21-Year-Old Dropouts Raise $2M for Nonprofit Fintech Givefront

Why America’s 1.9 Million Nonprofits Are Finally Getting Fintech Tools

From outdated legacy systems to automated spend management, Givefront is building a financial platform where fintech innovation finally meets the mission-driven economy.

The last decade of fintech has transformed corporate finance, yet one massive sector has remained stuck in the analog age: nonprofits. They contribute trillions to the U.S. economy—roughly 6% of GDP—but most still rely on decades-old financial tools that struggle with modern compliance and real-time reporting. A Y Combinator-backed startup called Givefront is stepping in to bridge that gap.

Founded by 21-year-old Harvard dropout Matt Tengtrakool and UC Berkeley’s Aidan Sunbury, Givefront builds a financial platform exclusively for nonprofits, from food banks and animal rescues to churches and homeowners associations. The founders saw firsthand how mission-driven organizations were hampered by legacy software like Blackbaud and Sage, which often lack real-time controls and seamless integrations.

Givefront’s origin story is rooted in direct experience. Before launching the company, Tengtrakool worked inside several nonprofits, helping manage one organization that grew donations to nearly $500,000. He realized that while nonprofits face strict regulatory requirements—such as tracking restricted grants and filing IRS Form 990 disclosures—they lacked the tools that modern businesses take for granted.

“When helping run these nonprofits with a few other students, we realized most of them didn’t have adequate financial tools to ensure compliance or protect their tax-exempt status,” Tengtrakool told TechCrunch. “The tools they relied on were completely out of sync with what’s considered modern in the startup world.”

The product strategy is a study in founder-market fit. Givefront entered Y Combinator’s Winter 2024 cohort with a broad vision spanning banking and accounting. The team quickly learned that convincing nonprofits to replace accountants or core banking relationships was a slow, difficult process. Instead, they pivoted to spend management and corporate cards—areas where adoption friction is lower and impact is immediate.

“Switching the card they use is much easier than replacing their entire accounting stack,” Tengtrakool explained.

While competitors like Brex and Ramp focus on corporate clients, Givefront is customizing for the unique workflows of the nonprofit sector. These organizations juggle restricted and unrestricted grants, report spending to donors and foundations, track volunteer expenses, and manage multiple budgets simultaneously. Givefront integrates directly with legacy accounting systems, layering modern controls on top rather than forcing risky rip-and-replace migrations.

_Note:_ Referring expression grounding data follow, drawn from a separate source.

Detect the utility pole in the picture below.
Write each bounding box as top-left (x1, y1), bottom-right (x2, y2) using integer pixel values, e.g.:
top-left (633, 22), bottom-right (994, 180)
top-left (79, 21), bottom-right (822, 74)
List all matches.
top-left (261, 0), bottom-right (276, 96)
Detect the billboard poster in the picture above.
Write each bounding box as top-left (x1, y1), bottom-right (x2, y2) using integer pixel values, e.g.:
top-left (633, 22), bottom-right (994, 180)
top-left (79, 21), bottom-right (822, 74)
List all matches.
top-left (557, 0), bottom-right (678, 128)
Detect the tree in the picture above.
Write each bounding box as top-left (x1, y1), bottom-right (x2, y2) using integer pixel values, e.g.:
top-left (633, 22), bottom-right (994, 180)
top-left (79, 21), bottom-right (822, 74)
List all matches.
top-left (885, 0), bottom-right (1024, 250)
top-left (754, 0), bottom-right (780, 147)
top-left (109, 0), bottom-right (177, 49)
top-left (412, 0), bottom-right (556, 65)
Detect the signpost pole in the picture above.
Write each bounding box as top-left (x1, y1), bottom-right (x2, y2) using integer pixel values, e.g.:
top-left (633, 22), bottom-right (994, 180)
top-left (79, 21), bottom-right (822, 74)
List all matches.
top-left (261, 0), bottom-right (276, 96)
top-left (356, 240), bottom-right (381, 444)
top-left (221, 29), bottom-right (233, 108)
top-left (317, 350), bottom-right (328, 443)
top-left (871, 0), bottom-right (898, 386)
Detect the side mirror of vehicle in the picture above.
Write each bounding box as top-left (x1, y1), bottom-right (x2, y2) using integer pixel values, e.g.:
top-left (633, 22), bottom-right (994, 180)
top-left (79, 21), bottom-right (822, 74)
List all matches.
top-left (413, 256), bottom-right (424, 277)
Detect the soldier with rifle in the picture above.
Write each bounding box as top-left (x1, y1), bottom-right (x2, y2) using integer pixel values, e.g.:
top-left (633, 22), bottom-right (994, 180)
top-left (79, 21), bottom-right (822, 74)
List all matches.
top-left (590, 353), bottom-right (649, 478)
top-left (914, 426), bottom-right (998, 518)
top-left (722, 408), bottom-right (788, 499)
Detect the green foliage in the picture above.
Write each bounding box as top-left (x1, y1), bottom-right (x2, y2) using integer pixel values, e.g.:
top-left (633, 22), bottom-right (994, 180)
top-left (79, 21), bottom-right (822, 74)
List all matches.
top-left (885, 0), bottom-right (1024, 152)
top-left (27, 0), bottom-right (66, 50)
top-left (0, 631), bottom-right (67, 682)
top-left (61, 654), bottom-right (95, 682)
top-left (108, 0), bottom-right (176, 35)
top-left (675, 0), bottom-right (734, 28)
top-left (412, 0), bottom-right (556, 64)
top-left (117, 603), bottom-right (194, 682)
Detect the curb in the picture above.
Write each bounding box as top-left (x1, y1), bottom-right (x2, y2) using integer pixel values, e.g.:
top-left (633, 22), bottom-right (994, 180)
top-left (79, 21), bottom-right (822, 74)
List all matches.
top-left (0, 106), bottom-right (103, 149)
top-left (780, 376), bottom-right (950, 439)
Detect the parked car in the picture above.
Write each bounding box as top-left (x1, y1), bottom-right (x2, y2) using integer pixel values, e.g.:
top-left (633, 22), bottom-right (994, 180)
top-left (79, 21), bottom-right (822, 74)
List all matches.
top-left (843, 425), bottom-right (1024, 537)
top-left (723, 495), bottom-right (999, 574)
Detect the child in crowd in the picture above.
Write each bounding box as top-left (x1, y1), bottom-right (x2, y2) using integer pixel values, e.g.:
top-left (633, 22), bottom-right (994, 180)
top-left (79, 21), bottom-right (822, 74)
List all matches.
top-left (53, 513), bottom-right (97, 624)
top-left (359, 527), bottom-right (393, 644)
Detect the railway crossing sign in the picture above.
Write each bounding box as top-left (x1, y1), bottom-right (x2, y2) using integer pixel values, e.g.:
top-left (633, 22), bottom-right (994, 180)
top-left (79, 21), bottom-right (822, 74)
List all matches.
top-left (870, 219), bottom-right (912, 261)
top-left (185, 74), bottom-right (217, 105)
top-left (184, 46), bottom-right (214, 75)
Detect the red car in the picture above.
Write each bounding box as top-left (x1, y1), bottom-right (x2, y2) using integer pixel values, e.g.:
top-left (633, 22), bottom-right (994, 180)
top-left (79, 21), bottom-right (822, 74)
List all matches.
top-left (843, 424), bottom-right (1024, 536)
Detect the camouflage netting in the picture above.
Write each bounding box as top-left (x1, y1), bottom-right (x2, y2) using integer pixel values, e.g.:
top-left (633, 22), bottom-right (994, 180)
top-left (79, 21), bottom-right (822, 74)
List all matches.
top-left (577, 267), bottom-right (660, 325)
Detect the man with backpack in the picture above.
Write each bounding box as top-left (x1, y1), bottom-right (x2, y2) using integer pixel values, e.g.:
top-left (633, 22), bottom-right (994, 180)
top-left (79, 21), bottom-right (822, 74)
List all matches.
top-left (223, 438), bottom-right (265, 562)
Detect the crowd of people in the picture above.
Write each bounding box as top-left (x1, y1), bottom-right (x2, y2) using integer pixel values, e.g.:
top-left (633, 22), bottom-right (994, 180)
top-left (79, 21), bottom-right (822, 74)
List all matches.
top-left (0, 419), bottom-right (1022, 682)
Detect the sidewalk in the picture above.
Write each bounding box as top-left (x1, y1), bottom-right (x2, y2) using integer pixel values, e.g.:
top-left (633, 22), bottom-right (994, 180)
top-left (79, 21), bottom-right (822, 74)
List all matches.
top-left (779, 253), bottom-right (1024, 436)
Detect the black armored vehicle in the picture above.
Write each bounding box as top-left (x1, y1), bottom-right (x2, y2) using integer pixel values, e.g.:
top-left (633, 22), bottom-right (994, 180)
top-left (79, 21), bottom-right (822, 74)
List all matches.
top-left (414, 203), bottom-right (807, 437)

The platform offers features tailored to nonprofit realities: grant-based budgeting, receipt capture for audits, real-time approval workflows, and automated reporting. Tengtrakool claims these workflows are a “10x improvement” compared to generic corporate spend tools.

Adoption is already surging. Since launching its cards six months ago, Givefront has onboarded hundreds of organizations, reporting over 200% month-over-month growth in revenue and payment volume. The company expects to serve 1,000 nonprofits by year-end and aims for 5,000 by mid-2025. Churches and religious organizations have emerged as early power users; many rely on volunteer treasurers, and Givefront’s automation significantly reduces their administrative burden.

The company recently closed a $2 million seed round led by Script Capital, with participation from Y Combinator, C3 Ventures, Phoenix Fund, and angels including the CEOs of Chariot and Wealthfront. Revenue flows from card interchange and subscription features tied to bill pay, with plans to expand into payroll, banking, and endowment management.

Givefront’s youth is both a differentiator and a challenge. The founding team includes a 17-year-old engineer, which some nonprofit leaders find refreshing and others find daunting. But the traction speaks for itself: as more nonprofits modernize their financial operations, Givefront’s focused approach positions it to become the default spend infrastructure for the segment.

For fintech investors and nonprofit decision-makers alike, Givefront’s rise signals a broader shift: mission-driven organizations are ready for tools that match their scale and complexity. The next wave of fintech won’t just serve startups—it will power the backbone of the social economy.